Prepare two machines and install the mysql5.6.29 separately:
192.168.220.143 (Server1)
192.168.220.144 (Server2)
MySQL Main master
Start a dual master database to create a synchronized user
Server1:
Grant Replication Slave on * * to ' server ' @ ' 192.168.220.144 ' identified by ' 123456 ';
Flush privileges;
Server2:
Grant Replication Slave on * * to ' server ' @ ' 192.168.220.143 ' identified by ' 123456 ';
Flush privileges;
MY.CNF Configuration
Server1:
[Mysqld1]
Basedir =/usr/local/mysql
DataDir =/data/mysql
Port = 3306
Socket =/tmp/mysql.sock
Log-bin=mysql-bin
server-id=10
Auto-increment-increment = 2
Auto-increment-offset = 1
Log-slave-updates
Slave-skip-errors=all
Sync_binlog=1
Innodb_data_file_path=ibdata1:76m;ibdata2:12m:autoextend
Server2:
Basedir =/usr/local/mysql
DataDir =/data/mysql
Port = 3306
Log-bin=mysql-bin
Server-id=20
Auto-increment-increment = 2
Auto-increment-offset = 2
Log-slave-updates
Slave-skip-errors=all
Sync_binlog=1
Innodb_data_file_path=ibdata1:76m;ibdata2:12m:autoextend
Record Bin-log and POS locations, Server1 and Server2 separately
Server1:
Show master status;
Mysql> Show master status;
+------------------+----------+--------------+------------------+-------------------+
| File | Position | binlog_do_db | binlog_ignore_db | Executed_gtid_set |
+------------------+----------+--------------+------------------+-------------------+
| mysql-bin.000002 | 423 | | | |
+------------------+----------+--------------+------------------+-------------------+
Server2:
Show master status;
Mysql> Show master status;
+------------------+----------+--------------+------------------+-------------------+
| File | Position | binlog_do_db | binlog_ignore_db | Executed_gtid_set |
+------------------+----------+--------------+------------------+-------------------+
| mysql-bin.000002 | 423 | | | |
+------------------+----------+--------------+------------------+-------------------+
Start replication
Server1:
Stop slave;
Change Master to master_host= ' 192.168.220.144 ', master_user= ' server ', master_password= ' 123456 ', master_log_file= ' Mysql-bin.000002 ', master_log_pos=423;
Start slave;
Server2:
Stop slave;
Change Master to master_host= ' 192.168.220.143 ', master_user= ' server ', master_password= ' 123456 ', master_log_file= ' Mysql-bin.000002 ', master_log_pos=423;
Start slave;
show slave status\g;
Ensure status:
Slave_io_running:yes
Slave_sql_running:yes
Parameter description
Auto-increment-increment= 2 # should be set to the total number of servers in the entire structure
Auto-increment-offset = 1 # Sets the starting point for automatic growth in the database, avoiding primary key conflicts when two server data is synchronized
Log-slave-updates # This parameter is used to configure whether updates from the server are written to the binary log, this option is not opened by default, but if this slave server B is server A from the server, but also as Server C's primary server, then you need to develop this option, So that it can synchronize operations from server C to get its binary log
Slave-skip-errors # During the copy process, because of various reasons, from the server may encounter the execution of Binlog in the case of SQL error, by default, the server will stop the replication process, no longer synchronize, wait until the user self-processing. Slave-skip-errors is used to define the error number that can be skipped automatically from the server during the copy process, and when the replication process encounters a defined error number, it can be skipped automatically and executed immediately after the SQL statement. --SLAVE-SKIP-ERRORS=[ERR1,ERR2,....... all]
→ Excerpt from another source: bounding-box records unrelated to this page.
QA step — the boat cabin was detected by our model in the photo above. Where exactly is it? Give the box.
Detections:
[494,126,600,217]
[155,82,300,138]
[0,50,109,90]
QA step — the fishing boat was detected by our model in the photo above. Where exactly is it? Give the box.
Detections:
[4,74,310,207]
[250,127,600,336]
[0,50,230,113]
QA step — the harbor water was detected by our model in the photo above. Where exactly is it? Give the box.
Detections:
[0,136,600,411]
However, it must be noted that starting this parameter, if not properly handled, it is likely to cause the master-slave database data is out of sync, in the application needs according to the actual situation, if the data integrity requirements are not very strict, then this option does reduce maintenance costs.
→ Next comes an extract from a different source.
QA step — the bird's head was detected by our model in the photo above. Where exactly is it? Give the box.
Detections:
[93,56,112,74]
Sync_binlog=0, when the transaction commits, MySQL does not do fsync such as the disk synchronization instructions to refresh Binlog_cache information to disk, and let filesystem decide when to synchronize, or cache full after the synchronization to disk.
Sync_binlog=n, after every n transaction commits, MySQL will perform a disk synchronization instruction such as Fsync to force the data in the Binlog_cache to disk.